This week’s Futures tale is When the music ends by Philip Ball. Remarkably, given Phil’s long-standing association with Nature, this is the first Futures story he’s penned for us — and it’s very nice to welcome him to the foild. Phil kindly took some time out to explain what inspired his story. You can find out more about Phil’s actiovites at his website.
Writing When the music stops
There’s a long history of attempts to create music by some kind of automated or algorithmic procedure, going back at least to Mozart’s dice-determined assembly of musical fragments (Musikalisches Würfelspiel). The advent of modern computers obviously broadened the possibilities considerably, but aside from compositions tightly constrained by prevailing harmonic and stylistic rules (for example, Baroque chorales — K. Ebcioglu J. Logic Programming 8, 145-185; 1990), the results have tended to be unconvincing: lacking in inspiration at best, bland and formulaic pastiche at worst (J. A. Biles https://www.it.rit.edu/~jab/GenJam94/Paper.html and L Spector & A. Alpern in Proceedings of the Twelfth National conference on Artificial Intelligence, AAAI-94, pp.3–8. AAAI Press/MIT Press; 1994). Computers can come up with endless variety, but it is hard to identify reliable criteria for automating the process of deciding which variants are worth pursuing and developing. In short, computers are even worse judges of their own work than we are of ours.

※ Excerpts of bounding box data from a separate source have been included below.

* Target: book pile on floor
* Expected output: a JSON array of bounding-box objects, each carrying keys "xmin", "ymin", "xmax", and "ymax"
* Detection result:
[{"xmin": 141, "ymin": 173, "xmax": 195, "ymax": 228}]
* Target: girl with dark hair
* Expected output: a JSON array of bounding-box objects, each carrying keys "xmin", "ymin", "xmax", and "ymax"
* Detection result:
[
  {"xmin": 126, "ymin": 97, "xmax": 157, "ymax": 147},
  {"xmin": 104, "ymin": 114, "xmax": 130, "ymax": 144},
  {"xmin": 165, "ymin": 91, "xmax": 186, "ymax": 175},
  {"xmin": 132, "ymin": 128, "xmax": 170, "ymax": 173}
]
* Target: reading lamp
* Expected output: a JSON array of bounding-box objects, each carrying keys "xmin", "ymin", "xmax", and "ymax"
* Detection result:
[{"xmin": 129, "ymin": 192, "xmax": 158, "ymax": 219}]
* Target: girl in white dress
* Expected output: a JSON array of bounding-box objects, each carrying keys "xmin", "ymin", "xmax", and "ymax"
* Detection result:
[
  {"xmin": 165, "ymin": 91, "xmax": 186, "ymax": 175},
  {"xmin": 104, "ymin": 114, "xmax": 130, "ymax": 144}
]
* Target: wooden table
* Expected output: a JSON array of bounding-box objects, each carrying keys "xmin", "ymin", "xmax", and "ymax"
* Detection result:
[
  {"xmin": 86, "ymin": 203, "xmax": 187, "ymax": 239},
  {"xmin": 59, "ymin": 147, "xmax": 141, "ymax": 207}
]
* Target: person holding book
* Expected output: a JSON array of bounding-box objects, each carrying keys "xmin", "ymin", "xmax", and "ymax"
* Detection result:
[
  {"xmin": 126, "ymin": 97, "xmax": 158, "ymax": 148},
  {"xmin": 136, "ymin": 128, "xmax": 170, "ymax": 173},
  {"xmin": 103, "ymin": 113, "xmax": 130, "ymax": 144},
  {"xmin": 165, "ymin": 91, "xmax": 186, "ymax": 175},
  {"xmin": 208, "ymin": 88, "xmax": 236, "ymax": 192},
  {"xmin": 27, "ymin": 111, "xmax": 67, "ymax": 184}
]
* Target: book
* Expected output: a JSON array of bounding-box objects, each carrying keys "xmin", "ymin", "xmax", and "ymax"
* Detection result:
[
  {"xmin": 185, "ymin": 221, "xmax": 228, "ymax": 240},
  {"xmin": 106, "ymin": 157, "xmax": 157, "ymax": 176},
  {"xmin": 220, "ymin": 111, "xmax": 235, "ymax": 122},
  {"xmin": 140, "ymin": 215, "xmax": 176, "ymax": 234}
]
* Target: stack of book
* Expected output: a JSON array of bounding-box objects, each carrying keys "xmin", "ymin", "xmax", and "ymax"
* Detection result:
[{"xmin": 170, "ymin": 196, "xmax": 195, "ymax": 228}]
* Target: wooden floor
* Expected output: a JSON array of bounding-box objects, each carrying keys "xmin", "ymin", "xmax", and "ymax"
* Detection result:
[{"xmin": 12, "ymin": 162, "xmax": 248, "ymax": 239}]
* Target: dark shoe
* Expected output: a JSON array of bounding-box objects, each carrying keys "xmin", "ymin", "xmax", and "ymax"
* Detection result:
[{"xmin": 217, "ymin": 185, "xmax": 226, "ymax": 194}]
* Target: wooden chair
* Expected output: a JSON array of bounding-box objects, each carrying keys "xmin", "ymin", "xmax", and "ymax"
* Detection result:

And this is where I felt things stood, until in 2012 I came across Iamus — a computer developed by researchers at the University of Malaga in Spain that composes in a modern, often atonal classical style. It uses an evolutionary algorithm that takes a small musical fragment, itself generated by the computer, and mutates it according to various rules so as to unfold a fully fledged composition. Or rather, endless variations of them. Somehow the Malaga team, led by computer scientist Francisco Vico, has found a scheme that enables Iamus’s work to evolve towards forms that sound not only plausible but interesting and fulfilling. Opinions about Iamus’s oeuvre vary, as they do about any kind of music. But the results — some of them chamber works, others full orchestral scores, delivered straight from the computer as playable manuscript without human intervention — have been deemed good enough to be recorded by the London Symphony Orchestra for release as a CD. Personally, I quite like it, in moderation. The LSO’s chairman Lennox Mackenzie offered cautious encouragement: the music “went nowhere”, he said, but “it does have something.”
After I had corresponded with Francisco for some time, he invited me to Malaga in July to speak at a short meeting on the future of computer music. Having written a book about the cognition of music, I suggested that it should be possible in principle to identify some of the musical structures that excite human emotion and to build these into the selection criteria used by systems like Iamus for composing. I said at the conference that I’d be persuaded that the age of automated composition had really arrived when I hear computer-generated music that makes me cry. And I would not be surprised to see that happen.
On the trip home I thought over the implications. If we really can understand in an objective way why people respond emotionally to music — and this does seem to be possible to some degree — then there is no obvious reason why “emotionality” shouldn’t be an ingredient of computer music, to be adjusted by a dial just as we might alter the tempo or instrumentation. But what if we solve that problem too well? Francisco is sure that systems like Iamus can take us into areas of musical space that we haven’t even discovered yet. What if one of them is a hyper-emotional domain beyond anything previously composed?
So I sketched out my thoughts for this story on the plane back to London. Bach’s music has always been capable of bringing tears to my eyes, but it was shortly after my return that I stumbled across Purcell’s ‘When I Am Laid in Earth’ from his opera Dido and Aeneas, which still leaves me helpless. Imagine this emotional intensity cranked up tenfold — or a hundredfold! — by algorithmic means. What would it do to us? And yet the thought that this music should ever be banished forever from our ears is no less unbearable.
After that, the story wrote itself.
I should probably add that I don’t seriously think what Francisco and his colleagues are doing is going to hasten the end of civilization. It seems most likely that Iamus and its progeny will be valuable aids to composers – as well as perhaps giving us a superior class of muzak. The story is really about this extraordinary capacity music has to elicit an emotional response, and how helpless we are to resist its poignant charms. And that is something, of course, to celebrate, not to fear.